Le armi da fuoco sono un altra particolarità. Peripeteia ne ha un ampia scelta, sono tutte coerenti con lo stile est-europeo del gioco.
Abbiamo residui della seconda guerra mondiale e altre armi più moderne provenienti dall’ex-blocco sovietico (fucile Kalashnikov in testa). Tutte quante hanno un sonoro e un impatto differente e realistico. Se volete usare con efficacie un fucile di precisione, dovete appostarvi, prendere la mira con cura e sparare, un azione che richiede un certo lasso di tempo. Se volte usare un arma a raffica dovete stare molto attenti al rinculo e abituarvi a raffiche brevi e controllare o finirete di colpire soltanto il soffitto. Una particolarità davvero insolita, inoltre, è che il gioco fa differenza tra munizioni E caricatori.
Vi spiego: mettiamo che vogliate ricaricare la vostra arma. In un altro videogioco basta la pressione di un tasto, giusto? Al massimo la combinazione di due tasti, giusto? Sbagliato. In Peripeteia dovete aprire il vostro inventario mettere i proiettili dentro il caricatore (o i caricatori, se ne avete più di uno) chiudere l’inventario e soltanto dopo inserire il caricatore nell’arma. Gestire il vostro arsenale in Peripeteia è un operazione complessa che non possiamo effettuare nel bel mezzo dell’azione, quindi se siamo certi di stare per affrontare uno scontro a fuoco, meglio controllare prima che tutto sia in ordine, oppure finiremo per ritrovarci in mezzo a una tempesta di fuoco con un arma scarica.
Naturalmente non siamo obbligati a scatenare un inferno di piombo ogni volta. Come ogni buon Immersive-Sim, agire di soppiatto è sempre un azione valida, in questo caso possiamo sfruttare armi silenziate, lanciare oggetti per fare rumore e distrarre le guardie, sfruttare le zone d’ombra e spegnere le luci per agire coperti dal buio in stile ninja e usare le abilità di hacker di Marie per accedere ad aree riservate e passaggi segreti.
Tutti questi strumenti, una volta padroneggiati, ci permettono di approcciarci a i nostri obbiettivi come più ci aggrada. Ogni opzione è valida ed estremamente soddisfacente.
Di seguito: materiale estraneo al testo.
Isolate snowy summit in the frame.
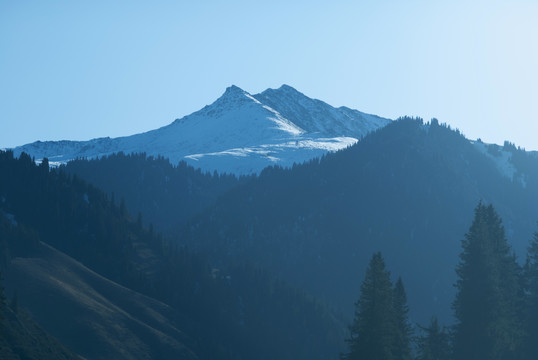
[13,85,390,175]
E vi ricordo che stiamo parlando di una semplice Demo. Una Demo generosa, tra l’altro: in tutto sono presenti quattro livelli (due dei quali particolarmente vasti) con obbiettivi multipli e varie opzioni.
Ovviamente stiamo comunque parlando di una Demo di un gioco sviluppato da uno studio Indipendente polacco. Quindi sono presenti un certo numero di bug: a volte la IA viene presa da un collasso nervoso, certi oggetti nell’inventario spariscono nel nulla, potremmo rischiare di ritrovarci bloccati in certi punti della mappa senza una via d’uscita… insomma, c’era da aspettarselo. Ma complessivamente niente che non si possa risolvere con il buon vecchio Salva/Carica Partita.
Peripeteia è un titolo davvero singolare da tenere d’occhio, se gli sviluppatori dovessero riuscire a tenere fede alla loro visione e a condire il tutto con una storia sufficientemente intrigante, potremmo essere di fronte a un nuovo cult-classic del genere. Consiglio vivamente di provarlo. Lo trovate su Steam e, trattandosi di una Demo, è gratis.